Need help plucking URLs out of source code

I’m banging my head against the wall here, trying to do something really hard I guess. Mainly I’ve got a website and I want to find URLs inside the website, which follow certain patterns but which are somewhat randomized (since they’re part of Magento, which is designed to be as complex and hard to work with as possible). Basically, I need to find URLs that look like this

(the front half or so should always be the same, but the second half starts to randomize)

out of a text file which is the source code for a given website product page.

I know that Grep and BBedit could do this as I’ve used it a lot in the past, but I can’t figure out the best way to proceed. Optimally I’d like to find the code using grep in the terminal, for a “cleaner” script execution, though my attempts at making this work have been messy so far. (HTML code isn’t made up of clean “lines” as grep in Terminal seems to expect and I can’t figure how to get just the URLs that I need.)

Can anyone tell me how to proceed? Is there any better way of searching using grep, or wildcards, in Applescript itself? Any magic search plugin you can recommend?

You could try using Data Detectors, which is what the system uses to highlight links in emails and so on.

use AppleScript version "2.4" -- Yosemite (10.10) or later
use framework "Foundation"
use scripting additions

set theURLs to my findURLsIn:theString

on findURLsIn:theString
	set theString to current application's NSString's stringWithString:theString
	set theDD to current application's NSDataDetector's dataDetectorWithTypes:(current application's NSTextCheckingTypeLink) |error|:(missing value)
	set theURLs to theDD's matchesInString:theString options:0 range:{0, theString's |length|()}
	set thePred to current application's NSPredicate's predicateWithFormat:"SELF BEGINSWITH 'https'"
	set newArray to (theURLs's valueForKeyPath:"URL.absoluteString")'s filteredArrayUsingPredicate:thePred
	return newArray as list
end findURLsIn:

You may try to use a handler borrowed from Shane STANLEY’s Everyday AppleScriptObjC 3ed.

use AppleScript version "2.4"
use framework "Foundation"
use scripting additions
on findURLsIn:theString
	set theNSDataDetector to current application's NSDataDetector's dataDetectorWithTypes:(current application's NSTextCheckingTypeLink) |error|:(missing value)
	set theURLsNSArray to theNSDataDetector's matchesInString:theString options:0 range:{location:0, |length|:length of theString}
	return (theURLsNSArray's valueForKeyPath:"URL.absoluteString") as list
end findURLsIn:

set numOriginal to "HT200266"
quoted form of ("" & numOriginal & "?viewlocale=fr_FR")
set theContent to do shell script "curl -Ls -A 'Opera/9.70 (Linux ppc64 ; U; en) Presto/2.2.1' " & result

its findURLsIn:theContent

Yvan KOENIG running El Capitan 10.11.6 in French (VALLAURIS, France) dimanche 31 juillet 2016 14:53:39

Thanks for the replies, Yvan and Shane.

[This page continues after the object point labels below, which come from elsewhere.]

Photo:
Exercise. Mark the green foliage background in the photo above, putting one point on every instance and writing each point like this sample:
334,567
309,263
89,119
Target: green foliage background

You guys are great

So I’ve got a good working script that grabs all the URLs from the currently open tab I’m looking at, and that’s good. Now what I’m having trouble is, how can I (quickly) grab ones that fit a certain pattern? Mainly it’s product URLs that look like this:

They’re random enough that they’re hard to parse, but I think most should follow a few basic patterns. What I’d really like to do is, quickly and efficiently (i.e. without manually going through each returned URL pattern), find only those who contain “product/cache” or some other string that allows me to find the product URLs, not all the unrelated ones. I tried something like

set producturls to each item of theurls that contains “product/cache”

but that format is wrong and I can’t seem to find the best way of capturing only string items that contain “X.” Do you have any ideas?

You can just change the predicate:

   set thePred to current application's NSPredicate's predicateWithFormat:"(SELF BEGINSWITH 'https') AND (SELF CONTAINS 'product/cache/')"

Thank you very much, that works perfectly! And so speedy too!

That’s the easy way, of course. :wink:

One thing I noticed when working on something similar a few weeks ago is that URL data detectors return everything in the text that could possibly be a URL. In the HTML for this thread page alone, there are clickable http links, javascripts with URLs for the adverts, URLs in the HTML headers, mailto links, ppayne’s https URLs, and the abbreviated versions of them shown on screen. They’re all returned by the data detector in the above scripts and most of them are then filtered out again with the predicate.

It turns out that if you need to discover only a small percentage of the URLs in an HTML text, and you know enough about them to be able to find them using a regex, it can be far more efficient to do so ” although you’re not likely to notice much difference in practice. :wink:

use AppleScript version "2.4"
use scripting additions
use framework "Foundation"

on findURLs(theHTML, URLRegex)
	set theString to current application's class "NSString"'s stringWithString:theHTML
	set theRegex to current application's class "NSRegularExpression"'s regularExpressionWithPattern:(URLRegex) options:(0) |error|:(missing value)
	set regexMatches to theRegex's matchesInString:(theString) options:(0) range:({location:0, |length|:theString's |length|()})
	set matchRanges to regexMatches's valueForKey:("range")
	set newArray to {}
	repeat with thisRange in matchRanges
		set end of newArray to (theString's substringWithRange:(thisRange)) as text
	end repeat
	return newArray
end findURLs

tell application "Safari" to set HTMLContents to source of front document
-- Regex for complete "https" URLs wrapped in quotes (not included) and containing the sequence "/product/cache/" beginning no later than the fourth folder name each URL.
set URLRegex to "(?<=\")https://([^/\"< ]++/){1,4}product/cache/[^\"< ]++(?=\")"
set theURLs to findURLs(HTMLContents, URLRegex)

Of course :slight_smile: The NSDataDetector class is just a specialised subclass of NSRegularExpression, after all. But any time I get my regular expression pattern written for me, I consider it a win :slight_smile:


By the way, I think Chris must be taking a break or he’d have suggested this:

tell application "Safari" to set HTMLContents to source of front document
set theURLs to (find text "(?<=\")https://([^/\"< ]++/){1,4}product/cache/[^\"< ]++(?=\")" in HTMLContents with regexp, all occurrences and string result) -- Requires Satimage OSAX.